I’ve configured sonarqube with the following Log options for debugging:
- name: SONAR_LOG_LEVEL_WEB
value: DEBUG
- name: SONAR_LOG_LEVEL_APP
value: DEBUG
- name: SONAR_WEB_ACCESSLOGS_ENABLE
value: "true"
Going into the filesystem, I see the following log entries:
access.log
...
127.0.0.1 - - [01/Nov/2022:02:59:26 +0000] "GET /api/plugins/download?plugin=cpp HTTP/1.1" 200 - "-" "h2load nghttp2/1.47.0" "AYQxBwFk/o1eN4YOAAwG"
127.0.0.1 - - [01/Nov/2022:02:59:26 +0000] "GET /api/plugins/download?plugin=cpp HTTP/1.1" 200 - "-" "h2load nghttp2/1.47.0" "AYQxBwFk/o1eN4YOAAwL"
127.0.0.1 - - [01/Nov/2022:02:59:26 +0000] "GET /api/plugins/download?plugin=cpp HTTP/1.1" 200 - "-" "h2load nghttp2/1.47.0" "AYQxBwFk/o1eN4YOAAwM"
127.0.0.1 - - [01/Nov/2022:02:59:26 +0000] "GET /api/plugins/download?plugin=cpp HTTP/1.1" 200 - "-" "h2load nghttp2/1.47.0" "AYQxBwFk/o1eN4YOAAwP"
127.0.0.1 - - [01/Nov/2022:02:59:26 +0000] "GET /api/plugins/download?plugin=cpp HTTP/1.1" 200 - "-" "h2load nghttp2/1.47.0" "AYQxBwFk/o1eN4YOAAwQ"
127.0.0.1 - - [01/Nov/2022:02:59:26 +0000] "GET /api/plugins/download?plugin=cpp HTTP/1.1" 200 - "-" "h2load nghttp2/1.47.0" "AYQxBwFk/o1eN4YOAAwO"

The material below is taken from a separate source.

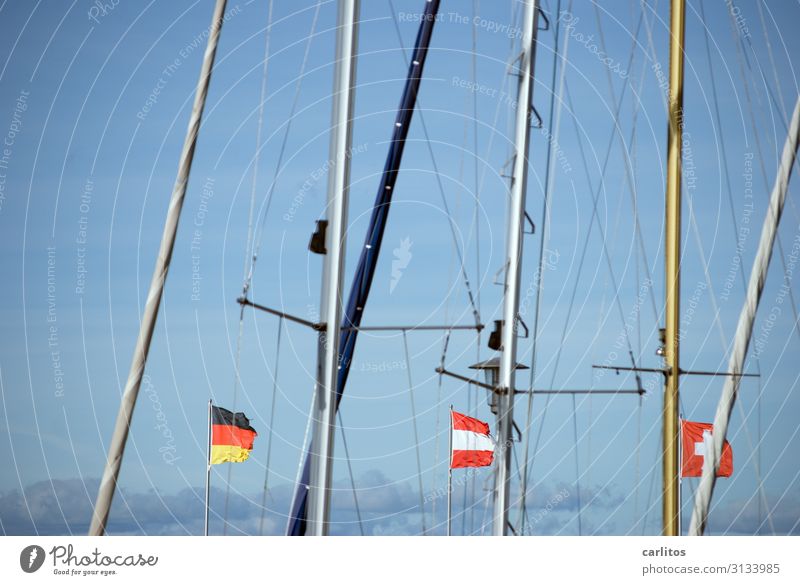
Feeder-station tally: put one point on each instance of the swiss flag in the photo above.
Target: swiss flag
(692, 440)
(471, 444)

127.0.0.1 - - [01/Nov/2022:02:59:26 +0000] "GET /api/plugins/download?plugin=cpp HTTP/1.1" 200 - "-" "h2load nghttp2/1.47.0" "AYQxBwFk/o1eN4YOAAwN"
This is the end of the file, with no new entries, as the test sits hanging. No indication of any issue. In fact, I can’t find any issue in any of log files. I have all the files saved, please let me know what steps you would like to see me try.